People in Wairarapa have been waiting a long time to celebrate the start of work on the new hospital, and that makes it all the more special that the day has finally come around.
So, before I say anything else, congratulations to everyone, particularly Wairarapa DHB's management and staff, whose hard work, vision and determination have done so much to make this occasion a reality. Wairarapa needs and deserves a new hospital, but I know that hospital staff and people in the Wairarapa have had to live with uncertainty about whether the hospital would be upgraded for a number of years.
Today we know for sure that the wait is going to be worthwhile. We can celebrate the beginning of not just a refurbishment, but the beginning of the final stage of something better still, a new hospital designed to meet the needs of Wairarapa for many years ahead.
Thank you very much to the board's chair, Doug Matheson, for his welcome today, and to the board for inviting me to share an historic occasion. This is a significant development for Wairarapa as a whole, but it cannot be seen in isolation. It is one of a series of significant hospital developments now already underway or planned around the country.
In fact, the Government has embarked on the largest public hospital upgrade programme ever undertaken in New Zealand, with $802 million in capital available over five years. Most of the money has been allocated to projects in Auckland, Capital and Coast, Canterbury, Southland, Waikato, Thames, Kaitaia, Dunstan and Wairarapa, but since the Budget I have also announced the Tauranga Hospital redevelopment and Horowhenua is coming closer too.
The Government is committed to providing quality hospital facilities to complement our quality health professionals.
Wairarapa might be the second smallest DHB in New Zealand, but it has unique characteristics, and clinical planning shows that Masterton will continue to require a small general hospital to provide acute and emergency services 24 hours a day, seven days a week. The new hospital will include a 39 bed combined medical/surgical ward, obstetric inpatient unit, neo-natal nursery, intensive care/coronary care unit, emergency department, outpatients, medical imaging, laboratories, pharmacy and a new operating theatre suite.
Excited though we all are about the new hospital, it is important to remember that modern healthcare is about more than just buildings. It is about the people who deliver services and the way they can do that most effectively, and, most importantly, it is about patients having timely access to an appropriate range of services.
Wairarapa's population mix is predicted to change over the next few years, with increasing proportions of older and younger people and Maori, the groups that have the greatest needs for health and disability services.
That is why I am pleased that Wairarapa DHB has given so much thought to the services and models of care needed to meet changing population needs.

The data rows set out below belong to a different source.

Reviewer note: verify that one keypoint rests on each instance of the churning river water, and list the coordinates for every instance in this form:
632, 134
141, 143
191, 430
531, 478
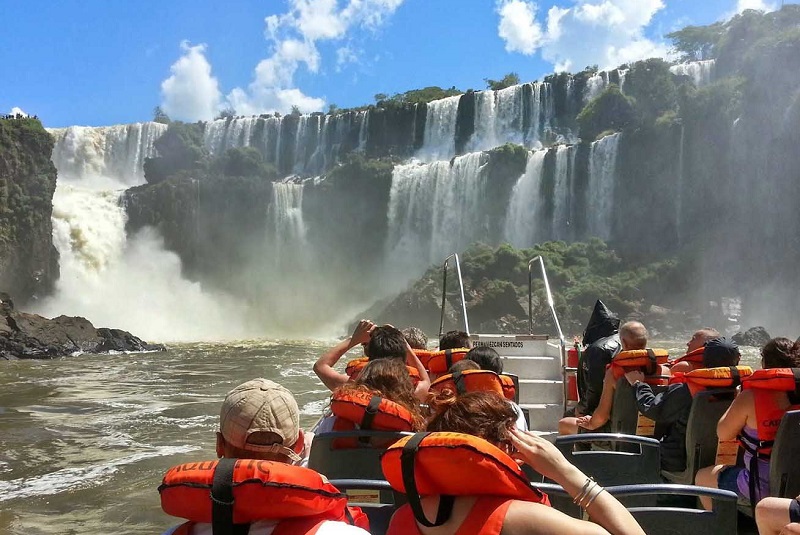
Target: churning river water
85, 440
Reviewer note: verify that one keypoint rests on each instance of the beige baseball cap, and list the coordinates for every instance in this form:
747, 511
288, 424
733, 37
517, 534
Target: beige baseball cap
261, 405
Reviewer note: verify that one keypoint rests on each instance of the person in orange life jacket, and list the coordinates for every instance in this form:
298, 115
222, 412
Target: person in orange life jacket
380, 342
778, 516
259, 419
601, 342
415, 338
486, 415
387, 378
699, 338
741, 419
488, 359
672, 406
632, 335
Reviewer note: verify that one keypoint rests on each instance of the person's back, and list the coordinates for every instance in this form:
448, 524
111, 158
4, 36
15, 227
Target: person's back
259, 440
753, 418
601, 341
489, 504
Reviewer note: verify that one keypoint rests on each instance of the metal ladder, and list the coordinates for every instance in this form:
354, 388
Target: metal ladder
538, 361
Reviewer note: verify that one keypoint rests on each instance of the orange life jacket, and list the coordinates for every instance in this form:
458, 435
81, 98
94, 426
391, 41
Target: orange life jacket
449, 465
765, 383
475, 381
243, 491
695, 357
355, 366
441, 360
360, 409
708, 378
649, 360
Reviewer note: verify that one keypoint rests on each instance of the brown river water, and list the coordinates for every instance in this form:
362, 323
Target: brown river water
85, 440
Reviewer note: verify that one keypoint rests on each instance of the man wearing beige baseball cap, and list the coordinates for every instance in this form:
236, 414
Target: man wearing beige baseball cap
260, 419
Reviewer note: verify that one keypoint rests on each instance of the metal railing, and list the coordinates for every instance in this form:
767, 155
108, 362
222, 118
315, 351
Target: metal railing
550, 303
444, 293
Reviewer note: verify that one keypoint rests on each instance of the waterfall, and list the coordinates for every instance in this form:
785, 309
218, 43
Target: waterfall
440, 130
562, 193
118, 151
595, 85
129, 283
305, 145
434, 209
701, 72
523, 222
287, 217
500, 116
602, 178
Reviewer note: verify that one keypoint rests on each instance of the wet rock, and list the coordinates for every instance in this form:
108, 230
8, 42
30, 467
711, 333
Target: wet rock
30, 336
754, 336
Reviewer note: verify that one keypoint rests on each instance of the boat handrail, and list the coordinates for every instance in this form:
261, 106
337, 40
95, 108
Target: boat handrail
444, 293
551, 304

The new "partnership model" of integrated health care practice, that is the basis for the new hospital, envisages new ways of working, such as an increased use of day-stay care and flexible use of beds.
The new hospital gives a great opportunity to redesign services so they are better integrated across continuums of treatment and care, particularly primary care and community based services. The design of the hospital will enable new ways for nurses, clinicians, allied health staff, support staff and primary care providers to work together. A new hospital that functions more efficiently will also help the DHB manage within its available funding. I am sure that Doug and his board will be scrupulous about doing just that.

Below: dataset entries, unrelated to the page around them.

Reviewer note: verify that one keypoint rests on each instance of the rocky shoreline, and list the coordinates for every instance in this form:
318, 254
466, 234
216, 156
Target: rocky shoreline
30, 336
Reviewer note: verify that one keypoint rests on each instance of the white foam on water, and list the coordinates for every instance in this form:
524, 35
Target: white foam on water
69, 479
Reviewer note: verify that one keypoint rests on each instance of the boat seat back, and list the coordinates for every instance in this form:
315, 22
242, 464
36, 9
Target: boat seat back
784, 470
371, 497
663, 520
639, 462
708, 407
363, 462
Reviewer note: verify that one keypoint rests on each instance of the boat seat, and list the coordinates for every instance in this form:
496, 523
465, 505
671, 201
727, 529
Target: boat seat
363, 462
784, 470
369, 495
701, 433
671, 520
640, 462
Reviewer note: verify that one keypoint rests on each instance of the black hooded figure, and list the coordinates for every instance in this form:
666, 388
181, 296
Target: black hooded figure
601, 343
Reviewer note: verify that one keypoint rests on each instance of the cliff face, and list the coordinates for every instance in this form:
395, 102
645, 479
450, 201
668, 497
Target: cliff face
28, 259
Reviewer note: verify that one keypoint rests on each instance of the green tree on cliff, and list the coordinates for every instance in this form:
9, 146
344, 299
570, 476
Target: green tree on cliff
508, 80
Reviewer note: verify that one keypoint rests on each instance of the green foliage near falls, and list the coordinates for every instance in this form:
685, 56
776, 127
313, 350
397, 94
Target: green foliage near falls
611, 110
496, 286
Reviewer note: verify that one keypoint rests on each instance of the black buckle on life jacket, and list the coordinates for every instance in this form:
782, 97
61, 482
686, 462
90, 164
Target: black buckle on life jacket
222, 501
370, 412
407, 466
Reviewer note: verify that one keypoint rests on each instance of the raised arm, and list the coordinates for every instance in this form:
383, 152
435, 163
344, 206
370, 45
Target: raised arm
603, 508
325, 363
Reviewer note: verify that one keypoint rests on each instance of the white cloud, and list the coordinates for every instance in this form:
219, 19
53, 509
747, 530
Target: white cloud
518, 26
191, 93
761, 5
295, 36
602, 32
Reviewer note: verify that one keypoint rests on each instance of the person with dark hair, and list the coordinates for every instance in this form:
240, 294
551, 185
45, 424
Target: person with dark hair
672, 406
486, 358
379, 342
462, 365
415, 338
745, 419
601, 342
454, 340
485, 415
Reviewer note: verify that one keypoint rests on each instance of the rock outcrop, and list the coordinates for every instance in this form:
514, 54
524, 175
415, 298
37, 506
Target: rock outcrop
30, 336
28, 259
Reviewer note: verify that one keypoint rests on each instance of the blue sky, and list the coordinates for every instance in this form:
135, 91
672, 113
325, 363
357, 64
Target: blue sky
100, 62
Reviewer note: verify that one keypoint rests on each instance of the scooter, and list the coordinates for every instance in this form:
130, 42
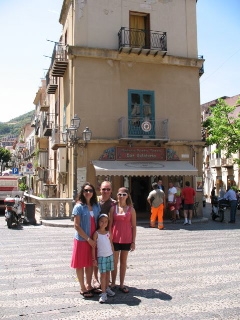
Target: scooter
14, 211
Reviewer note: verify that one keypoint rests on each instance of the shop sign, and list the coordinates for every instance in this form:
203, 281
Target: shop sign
140, 154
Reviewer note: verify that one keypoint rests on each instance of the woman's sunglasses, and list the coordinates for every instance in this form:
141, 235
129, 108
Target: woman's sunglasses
88, 190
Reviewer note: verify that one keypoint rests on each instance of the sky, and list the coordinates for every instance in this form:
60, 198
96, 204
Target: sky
28, 24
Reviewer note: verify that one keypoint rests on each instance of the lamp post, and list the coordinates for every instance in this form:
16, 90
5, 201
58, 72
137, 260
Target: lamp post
70, 137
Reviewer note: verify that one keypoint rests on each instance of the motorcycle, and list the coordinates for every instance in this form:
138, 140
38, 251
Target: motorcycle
219, 207
14, 211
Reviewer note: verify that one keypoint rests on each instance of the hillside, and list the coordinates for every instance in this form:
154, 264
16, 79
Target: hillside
15, 125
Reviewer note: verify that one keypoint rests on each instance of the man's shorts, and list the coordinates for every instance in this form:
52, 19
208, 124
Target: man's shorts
171, 206
121, 246
188, 206
105, 264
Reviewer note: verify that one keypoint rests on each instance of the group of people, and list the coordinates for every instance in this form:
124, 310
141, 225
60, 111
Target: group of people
231, 195
105, 233
175, 199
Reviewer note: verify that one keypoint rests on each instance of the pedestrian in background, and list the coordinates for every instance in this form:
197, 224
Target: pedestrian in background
178, 200
160, 185
188, 196
172, 191
104, 259
232, 197
85, 212
106, 202
157, 201
122, 225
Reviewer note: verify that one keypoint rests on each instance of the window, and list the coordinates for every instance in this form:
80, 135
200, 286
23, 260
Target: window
141, 113
139, 24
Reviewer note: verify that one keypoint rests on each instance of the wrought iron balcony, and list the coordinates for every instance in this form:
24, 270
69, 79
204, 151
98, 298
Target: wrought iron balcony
142, 41
51, 83
47, 126
141, 129
57, 141
201, 70
59, 61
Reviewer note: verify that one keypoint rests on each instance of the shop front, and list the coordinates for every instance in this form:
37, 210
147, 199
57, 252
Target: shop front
138, 167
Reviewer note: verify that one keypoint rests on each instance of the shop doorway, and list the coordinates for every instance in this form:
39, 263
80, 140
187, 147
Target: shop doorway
140, 188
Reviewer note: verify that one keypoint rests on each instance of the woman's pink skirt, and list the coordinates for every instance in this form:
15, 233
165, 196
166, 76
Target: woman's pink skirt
82, 254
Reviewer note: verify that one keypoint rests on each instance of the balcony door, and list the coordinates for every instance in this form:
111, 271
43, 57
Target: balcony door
141, 114
139, 30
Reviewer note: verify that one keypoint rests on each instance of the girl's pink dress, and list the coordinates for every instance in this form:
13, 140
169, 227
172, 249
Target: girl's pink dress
82, 251
122, 226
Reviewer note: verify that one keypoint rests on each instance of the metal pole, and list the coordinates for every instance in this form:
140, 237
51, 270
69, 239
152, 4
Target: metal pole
75, 155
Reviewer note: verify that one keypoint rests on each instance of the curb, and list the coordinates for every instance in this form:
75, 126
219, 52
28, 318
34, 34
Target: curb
67, 223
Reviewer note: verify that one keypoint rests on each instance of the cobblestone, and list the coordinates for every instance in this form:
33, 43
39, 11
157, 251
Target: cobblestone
183, 272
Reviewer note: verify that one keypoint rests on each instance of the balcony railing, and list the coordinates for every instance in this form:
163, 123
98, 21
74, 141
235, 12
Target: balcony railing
201, 70
216, 162
227, 162
47, 126
140, 128
57, 141
59, 60
51, 83
142, 41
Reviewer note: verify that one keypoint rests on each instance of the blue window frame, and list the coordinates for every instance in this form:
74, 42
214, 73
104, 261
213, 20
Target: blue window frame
141, 114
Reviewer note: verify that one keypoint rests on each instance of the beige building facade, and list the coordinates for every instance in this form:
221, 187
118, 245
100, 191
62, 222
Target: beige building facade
130, 70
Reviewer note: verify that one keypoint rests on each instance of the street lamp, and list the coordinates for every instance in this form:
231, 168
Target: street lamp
70, 136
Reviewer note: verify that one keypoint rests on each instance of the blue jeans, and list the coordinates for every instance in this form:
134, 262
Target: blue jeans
233, 209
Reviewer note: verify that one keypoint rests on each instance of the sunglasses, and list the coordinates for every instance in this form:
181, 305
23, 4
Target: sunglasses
88, 190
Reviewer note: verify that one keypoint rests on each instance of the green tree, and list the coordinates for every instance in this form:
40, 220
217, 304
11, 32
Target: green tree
5, 155
223, 129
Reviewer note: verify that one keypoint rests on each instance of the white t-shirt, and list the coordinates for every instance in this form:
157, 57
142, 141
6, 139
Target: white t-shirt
171, 192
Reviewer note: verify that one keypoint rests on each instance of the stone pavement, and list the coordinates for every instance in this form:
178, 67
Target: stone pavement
183, 272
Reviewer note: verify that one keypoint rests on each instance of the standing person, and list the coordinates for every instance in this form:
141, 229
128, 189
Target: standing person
172, 191
188, 195
122, 225
85, 212
178, 200
156, 199
106, 202
104, 260
232, 197
160, 185
213, 195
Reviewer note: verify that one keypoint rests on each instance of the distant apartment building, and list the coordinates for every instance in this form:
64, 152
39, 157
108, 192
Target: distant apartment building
219, 171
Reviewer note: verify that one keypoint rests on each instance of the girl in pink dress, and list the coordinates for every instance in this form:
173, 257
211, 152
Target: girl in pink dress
86, 212
122, 225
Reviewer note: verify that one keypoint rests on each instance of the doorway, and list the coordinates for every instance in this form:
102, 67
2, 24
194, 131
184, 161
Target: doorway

DHBs are now being funded at unprecedented levels, with about 20 per cent of all public spending now allocated to Vote Health. That does not mean there is no longer any need for DHBs to make tough decisions from time to time, but they can do so within the strategic framework that has been established for health priorities, and also with the certainty of long-term, fair funding under the Population Funding Formula that provides all regions with the level of health services they deserve.
A real key to achieving a quality health system is collaboration between DHBs. This is a concept that Wairarapa DHB understands very well. The partnership model involves finding opportunities for more regional collaboration and integration of clinical and treatment services with adjacent DHBs, and it is really important that the board and staff, including clinical staff, of course, continue to plan and provide clinical services from a regional perspective.
A major challenge facing the health sector both nationally and internationally is recruiting and retaining health professionals. When DHBs work together across boundaries, we can ensure we make the most of the pool of talent we do have, and the clinical staff themselves generally find their work more professionally satisfying as well. While smaller DHBs will always find it more difficult than larger ones to recruit and retain key clinical personnel, the cross-regional policy will certainly help, and I am sure that having a new hospital will also definitely help to attract staff to work in the region.
I wish the board and staff all the very best over the next 15 months as the new hospital takes shape. I am confident that it will be built on time and within budget.
Congratulations again to everyone who has been involved. Under this Government new hospitals are not approved on political whims. They are only approved after a robust business case has been developed by a DHB. That is what Wairarapa DHB did so well. Now the building can commence, and in 15 months we can all get back together again to celebrate its completion. Thank you again for inviting me to join this first of what I am sure will be many more celebrations along the way.